Spectacular coral formations, gently swaying sea anemones and countless sea creatures: the reef is considered to be one of the most breathtaking natural wonders on earth. But it is on the verge of collapse: Three devastating coral bleaching within the past five years – 2016, 2017 and 2020 – as well as industrialization along the coasts have hit it hard. Now its World Heritage status is in jeopardy.
Experts warn that the rising water temperatures could soon completely destroy the 25 million year old splendor. As soon as the first of the three devastating coral bleaching started, Terry Hughes of the Institute of Coral Research at James Cook University reported: “I showed the results of our aerial photographs to my students after a flyover. And then we cried. ‘
Since then, the situation has gotten worse rather than better. That is why Unesco wants to decide at its meeting in Fuzhou, China in the next few days whether the Great Barrier Reef should be placed on the list of endangered natural heritage sites. The long-term prospects for the reef, which has been a World Heritage Site since 1981, have changed from “bad” to “very bad”, according to the UN organization. The government in Australia’s capital Canberra does not want to hear or publicly discuss this, but the facts speak for themselves.
And the fact is that Australia has one of the highest CO2 emission rates per capita and is the largest coal exporter in the world. Just a few months ago, the conservative Prime Minister Scott Morrison announced that he would continue to expand the gas industry and budget for it at 58 million Australian dollars (37 million euros).
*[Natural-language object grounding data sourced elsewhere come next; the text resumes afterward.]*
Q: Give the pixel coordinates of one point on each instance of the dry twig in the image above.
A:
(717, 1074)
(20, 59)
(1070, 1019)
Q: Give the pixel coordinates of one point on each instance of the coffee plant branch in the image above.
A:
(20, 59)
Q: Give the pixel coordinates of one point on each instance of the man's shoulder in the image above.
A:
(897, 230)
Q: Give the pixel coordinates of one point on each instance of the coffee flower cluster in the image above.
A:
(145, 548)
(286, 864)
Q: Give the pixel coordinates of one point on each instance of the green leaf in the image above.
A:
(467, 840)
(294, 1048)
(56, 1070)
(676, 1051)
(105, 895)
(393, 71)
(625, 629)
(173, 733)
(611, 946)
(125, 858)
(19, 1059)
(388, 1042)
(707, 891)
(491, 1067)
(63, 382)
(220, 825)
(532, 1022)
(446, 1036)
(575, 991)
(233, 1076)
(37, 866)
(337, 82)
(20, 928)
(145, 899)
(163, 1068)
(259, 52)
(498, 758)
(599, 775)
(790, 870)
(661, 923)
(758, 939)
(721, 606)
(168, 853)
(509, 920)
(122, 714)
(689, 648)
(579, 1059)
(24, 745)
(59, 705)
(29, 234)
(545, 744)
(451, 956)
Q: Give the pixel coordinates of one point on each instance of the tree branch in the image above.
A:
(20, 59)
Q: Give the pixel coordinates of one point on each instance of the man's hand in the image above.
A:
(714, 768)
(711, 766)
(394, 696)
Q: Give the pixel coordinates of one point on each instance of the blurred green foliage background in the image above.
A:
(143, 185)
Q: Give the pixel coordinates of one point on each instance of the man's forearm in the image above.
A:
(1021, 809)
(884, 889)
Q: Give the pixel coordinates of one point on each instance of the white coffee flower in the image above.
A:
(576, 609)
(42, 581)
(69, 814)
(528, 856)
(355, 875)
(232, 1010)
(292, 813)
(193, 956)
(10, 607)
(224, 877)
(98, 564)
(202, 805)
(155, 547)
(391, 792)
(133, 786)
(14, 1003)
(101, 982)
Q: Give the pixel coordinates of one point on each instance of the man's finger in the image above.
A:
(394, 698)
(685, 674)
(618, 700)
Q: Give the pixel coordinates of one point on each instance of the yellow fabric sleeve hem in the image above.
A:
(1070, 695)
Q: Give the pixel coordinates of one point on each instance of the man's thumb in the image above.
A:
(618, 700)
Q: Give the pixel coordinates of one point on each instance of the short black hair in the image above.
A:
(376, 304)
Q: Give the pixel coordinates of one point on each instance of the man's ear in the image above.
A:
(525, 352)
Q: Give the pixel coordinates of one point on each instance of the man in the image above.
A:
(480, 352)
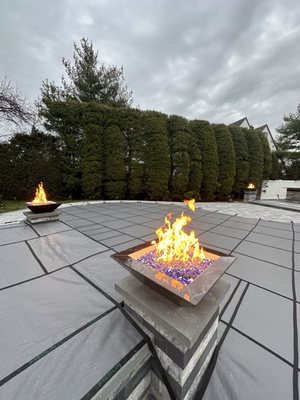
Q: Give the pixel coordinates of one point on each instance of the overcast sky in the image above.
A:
(218, 60)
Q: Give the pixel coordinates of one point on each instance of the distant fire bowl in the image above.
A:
(43, 207)
(175, 290)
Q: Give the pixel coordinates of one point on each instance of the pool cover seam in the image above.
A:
(210, 369)
(212, 212)
(139, 329)
(51, 272)
(295, 325)
(53, 347)
(36, 257)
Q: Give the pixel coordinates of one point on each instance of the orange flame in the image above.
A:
(40, 195)
(174, 244)
(190, 203)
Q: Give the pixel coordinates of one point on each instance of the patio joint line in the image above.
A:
(261, 287)
(53, 347)
(209, 371)
(151, 347)
(93, 391)
(230, 298)
(295, 325)
(260, 344)
(34, 230)
(242, 240)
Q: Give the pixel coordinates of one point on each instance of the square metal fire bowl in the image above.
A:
(184, 295)
(41, 208)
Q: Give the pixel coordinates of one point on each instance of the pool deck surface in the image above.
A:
(61, 330)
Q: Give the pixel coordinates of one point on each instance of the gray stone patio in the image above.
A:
(62, 333)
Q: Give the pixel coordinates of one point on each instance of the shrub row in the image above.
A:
(98, 152)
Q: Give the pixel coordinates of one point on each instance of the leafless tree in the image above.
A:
(13, 107)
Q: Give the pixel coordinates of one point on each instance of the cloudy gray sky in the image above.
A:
(218, 60)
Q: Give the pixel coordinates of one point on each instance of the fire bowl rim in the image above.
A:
(187, 295)
(42, 208)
In addition, 600 million Australian dollars (380 million euros) in taxpayers’ money will flow into a new gas-fired power plant on the east coast.
While more and more countries are committed to the fight against global warming, Australia apparently wants to hold onto fossil fuels in the long term and thus continue to contribute to climate change. But many coral gardens around the world cannot tolerate warming – especially when they are as complex as the Great Barrier Reef.
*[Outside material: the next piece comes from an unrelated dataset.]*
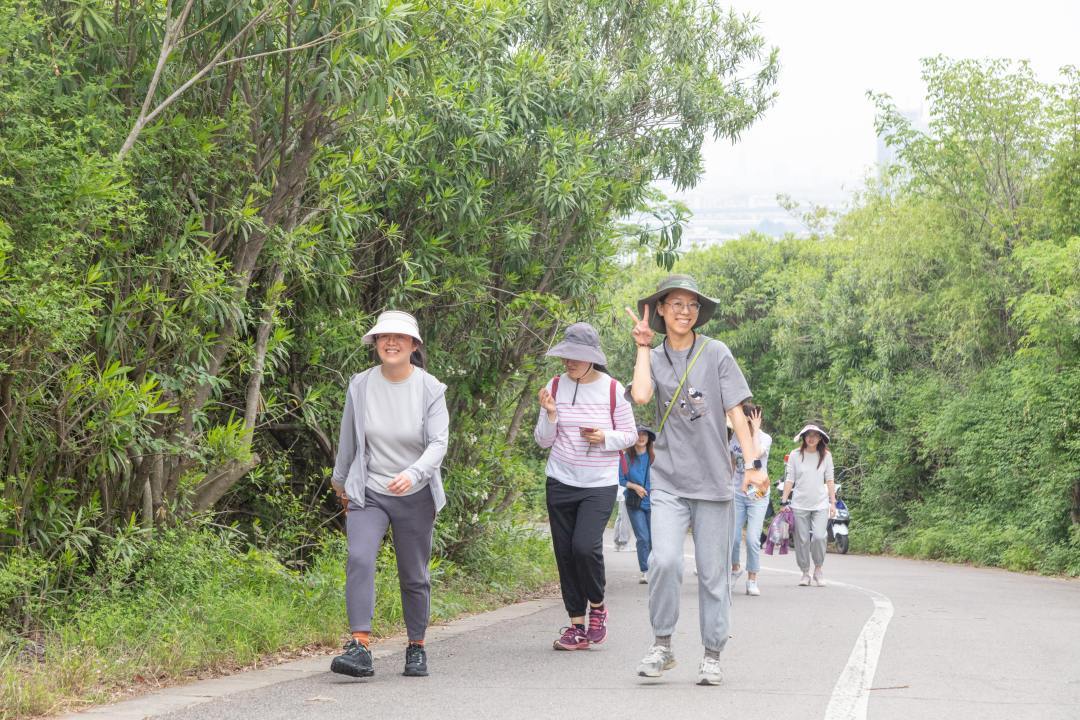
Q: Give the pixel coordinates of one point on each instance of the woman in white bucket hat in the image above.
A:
(813, 500)
(393, 438)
The warming of the oceans is accompanied by other problems: The reef is ‘in acute danger of being misused as an industrial area and shipping highway,’ warned the WWF in January. “The planned expansion of coal ports increases the risk of irreparable reef damage, environmental catastrophes due to ship accidents and water pollution dramatically. That mustn’t happen. ‘
The Intergovernmental Panel on Climate Change (IPCC) warned in 2018 that 70 to 90 percent of all tropical coral reefs in the world could die if the global temperature rose by 1.5 degrees compared to pre-industrial times. A study found that the more than 340,000 square kilometer Great Barrier Reef has already lost more than half of its corals in just over two decades. “We always thought that the Great Barrier Reef was protected by its sheer size,” the authors say. This was a mistake.
For the first time in 2014, the Australian Government’s World Heritage Committee threatened to consider a hazard classification of the Great Barrier Reef. However, the government was given time to develop a long-term strategy. This is what it did and in 2015 presented the so-called “Reef 2050 Plan”. Investments were made in reef management, in scientific projects, in improving the water quality. Dumping of excavated material was banned across the area – until then, dumping of dredged material around the Great Barrier Reef had been the norm for decades.
But that is by far not enough – ‘stronger and clearer obligations’ are urgently needed, warns Unesco. Environment Minister Sussan Ley disagrees: “I agree that global climate change is the greatest threat to the world’s reefs. But we believe it is wrong to single out the world’s best-managed reef for a list of endangered sites. ‘
The government’s official reef ambassador, Warren Ent, even invited a dozen international ambassadors to snorkel on the reef – probably in the hope that diplomats would rave about supposedly healthy coral gardens before their governments vote. A downgrade could lead to the Great Barrier Reef losing its World Heritage status entirely.
And that would have serious consequences: The reef with its islands and atolls is a huge tourist attraction and thus a significant economic factor. The livelihoods of more than 64,000 people in the state of Queensland depend on it. Before Corona came around two million visitors every year. Experts estimate the value of the reef for tourism alone at around 20 billion euros. In the event of bad press, there is a risk of significant break-ins.
‘The government spares no effort or expense to cover up the dire situation of the Great Barrier Reef,’ wrote climate expert Lesley Hughes of Macquarie University in an article in the Sydney Morning Herald. At the same time, it is driving forward the burning of fossil fuels. Australia’s efforts to curb climate change can be described as ‘pathetic at best’.
A lot is at stake in the Unesco decision, which is expected from Friday, warned Hughes. Because if the reef were really removed from the World Heritage List at some point, it would be ‘both humiliating and economically devastating’ for Australia.